R1#sh ip route 11.11.11.11
Routing entry for 11.11.11.0/24
  Known via "connected", distance 0, metric 0 (connected, via interface)
  Routing Descriptor Blocks:
  * directly connected, via Loopback0
      Route metric is 0, traffic share count is 1
And R1 sees it as a ... /24 connected route.  As mentioned above, OSPF is the common culprit here. It's advertising a /32 to everyone else, except the local router, which still sees it as a /24.  In fact...

R2#sh mpls ldp binding | b 11.11.11.0/24
  tib entry: 11.11.11.0/24, rev 11
        remote binding: tsr: 11.11.11.0:0, tag: exp-null
<output omitted>

R1 is advertising a /24 to R2.  MPLS bindings work a bit different than the routing table, R2's LDP process isn't simply going to choose the best route to R1, it's matching labels to prefixes, and the prefixes are considered unique if they're not identical.  So R2 just drops the packet, as it has no more bindings for 11.11.11.0/24.

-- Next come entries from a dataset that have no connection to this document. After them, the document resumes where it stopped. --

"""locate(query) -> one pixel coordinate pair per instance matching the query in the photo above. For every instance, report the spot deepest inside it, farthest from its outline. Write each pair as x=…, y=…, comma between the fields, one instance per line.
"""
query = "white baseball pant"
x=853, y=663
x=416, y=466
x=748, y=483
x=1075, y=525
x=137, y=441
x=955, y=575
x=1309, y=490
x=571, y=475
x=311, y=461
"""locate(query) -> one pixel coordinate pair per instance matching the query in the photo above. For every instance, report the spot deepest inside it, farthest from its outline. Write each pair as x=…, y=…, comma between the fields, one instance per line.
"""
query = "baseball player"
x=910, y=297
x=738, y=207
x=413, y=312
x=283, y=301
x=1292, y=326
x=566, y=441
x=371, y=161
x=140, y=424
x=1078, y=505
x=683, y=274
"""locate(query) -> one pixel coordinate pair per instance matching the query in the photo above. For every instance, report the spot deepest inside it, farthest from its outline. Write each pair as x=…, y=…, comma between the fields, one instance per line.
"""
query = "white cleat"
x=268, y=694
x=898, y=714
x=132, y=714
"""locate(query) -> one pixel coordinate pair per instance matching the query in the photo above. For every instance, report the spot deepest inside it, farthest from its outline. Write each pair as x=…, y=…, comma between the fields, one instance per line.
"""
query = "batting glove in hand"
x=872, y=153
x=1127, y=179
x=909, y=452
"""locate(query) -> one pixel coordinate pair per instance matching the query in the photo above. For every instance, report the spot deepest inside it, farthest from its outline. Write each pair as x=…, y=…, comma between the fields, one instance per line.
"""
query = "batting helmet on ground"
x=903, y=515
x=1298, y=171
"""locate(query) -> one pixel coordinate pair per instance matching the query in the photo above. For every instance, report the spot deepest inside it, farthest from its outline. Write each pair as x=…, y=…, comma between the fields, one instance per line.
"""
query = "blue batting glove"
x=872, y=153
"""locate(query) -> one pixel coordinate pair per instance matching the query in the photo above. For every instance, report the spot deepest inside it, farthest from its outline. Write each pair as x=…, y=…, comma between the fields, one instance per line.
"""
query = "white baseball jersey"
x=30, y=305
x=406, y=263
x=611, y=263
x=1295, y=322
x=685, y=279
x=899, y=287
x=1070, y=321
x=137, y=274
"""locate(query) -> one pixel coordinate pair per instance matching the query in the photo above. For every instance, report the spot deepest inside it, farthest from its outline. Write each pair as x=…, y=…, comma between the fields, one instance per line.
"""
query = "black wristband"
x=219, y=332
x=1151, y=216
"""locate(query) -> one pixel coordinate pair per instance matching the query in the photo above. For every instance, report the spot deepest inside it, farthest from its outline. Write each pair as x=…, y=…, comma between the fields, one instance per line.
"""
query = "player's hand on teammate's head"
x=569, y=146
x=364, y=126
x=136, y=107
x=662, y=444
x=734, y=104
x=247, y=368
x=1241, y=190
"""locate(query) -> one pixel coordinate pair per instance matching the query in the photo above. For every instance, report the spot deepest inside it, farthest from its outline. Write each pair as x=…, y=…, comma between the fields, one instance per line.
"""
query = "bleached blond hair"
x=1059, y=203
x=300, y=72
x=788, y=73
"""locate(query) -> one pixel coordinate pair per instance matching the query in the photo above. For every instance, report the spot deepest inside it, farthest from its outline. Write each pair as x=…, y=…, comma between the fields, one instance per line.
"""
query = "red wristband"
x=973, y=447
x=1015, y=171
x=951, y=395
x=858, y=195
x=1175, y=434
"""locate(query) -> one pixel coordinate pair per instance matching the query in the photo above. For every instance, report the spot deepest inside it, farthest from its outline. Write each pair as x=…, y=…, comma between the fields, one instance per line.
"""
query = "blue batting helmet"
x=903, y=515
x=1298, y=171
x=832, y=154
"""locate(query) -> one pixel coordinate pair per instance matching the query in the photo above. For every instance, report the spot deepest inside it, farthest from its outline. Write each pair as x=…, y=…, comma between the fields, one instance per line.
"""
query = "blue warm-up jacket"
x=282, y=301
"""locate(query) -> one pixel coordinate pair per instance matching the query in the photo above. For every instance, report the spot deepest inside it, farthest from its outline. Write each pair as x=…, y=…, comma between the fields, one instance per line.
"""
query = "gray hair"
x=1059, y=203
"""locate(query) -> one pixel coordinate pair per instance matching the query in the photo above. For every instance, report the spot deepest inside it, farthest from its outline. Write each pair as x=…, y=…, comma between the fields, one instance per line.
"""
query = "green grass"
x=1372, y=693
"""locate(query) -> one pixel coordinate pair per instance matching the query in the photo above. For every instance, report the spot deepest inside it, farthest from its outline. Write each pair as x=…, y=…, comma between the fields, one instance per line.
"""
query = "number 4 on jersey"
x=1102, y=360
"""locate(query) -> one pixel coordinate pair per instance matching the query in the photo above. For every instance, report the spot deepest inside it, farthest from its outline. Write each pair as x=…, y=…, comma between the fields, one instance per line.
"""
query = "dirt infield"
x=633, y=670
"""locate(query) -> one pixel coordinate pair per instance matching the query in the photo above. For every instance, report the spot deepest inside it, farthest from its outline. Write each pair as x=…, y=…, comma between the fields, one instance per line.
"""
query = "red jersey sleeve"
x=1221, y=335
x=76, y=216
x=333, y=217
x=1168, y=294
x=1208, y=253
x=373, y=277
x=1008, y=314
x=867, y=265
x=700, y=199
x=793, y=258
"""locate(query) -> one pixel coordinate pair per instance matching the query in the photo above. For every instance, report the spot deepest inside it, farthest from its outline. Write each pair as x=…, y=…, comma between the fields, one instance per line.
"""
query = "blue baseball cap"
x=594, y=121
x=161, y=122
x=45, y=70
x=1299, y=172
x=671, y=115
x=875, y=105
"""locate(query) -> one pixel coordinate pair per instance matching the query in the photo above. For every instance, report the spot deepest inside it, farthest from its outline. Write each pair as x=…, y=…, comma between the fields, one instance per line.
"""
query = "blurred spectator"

The fix is to just make the two prefix lengths the same. They don't need to be /32s!  The easiest way to make this happen in this scenario is to change the OSPF network type away from LOOPBACK and stop forcing the /32 advertisement:

R1(config)#int lo0
R1(config-if)#ip ospf network point-to-point
R2#sh mpls ldp binding | b 11.11.11.0/24
  tib entry: 11.11.11.0/24, rev 16
        local binding:  tag: 203
        remote binding: tsr: 11.11.11.11:0, tag: exp-null
        remote binding: tsr: 33.33.33.33:0, tag: 305
<output omitted>

We can see R2 now has a binding from R1 and R3 that matches the same prefix length.

R3#ping vrf CCIE 1.1.1.1
Type escape sequence to abort.
Sending 5, 100-byte ICMP Echos to 1.1.1.1, timeout is 2 seconds:
!!!!!
Success rate is 100 percent (5/5), round-trip min/avg/max = 60/66/76 ms

And forwarding works end-to-end.

In a nutshell: LDP associates labels with both the IP address and subnet mask.  The prefix length does have to match to become part of the same MPLS forwarding path.  However, the prefix length does not have to be /32 - it's just a good, safe practice.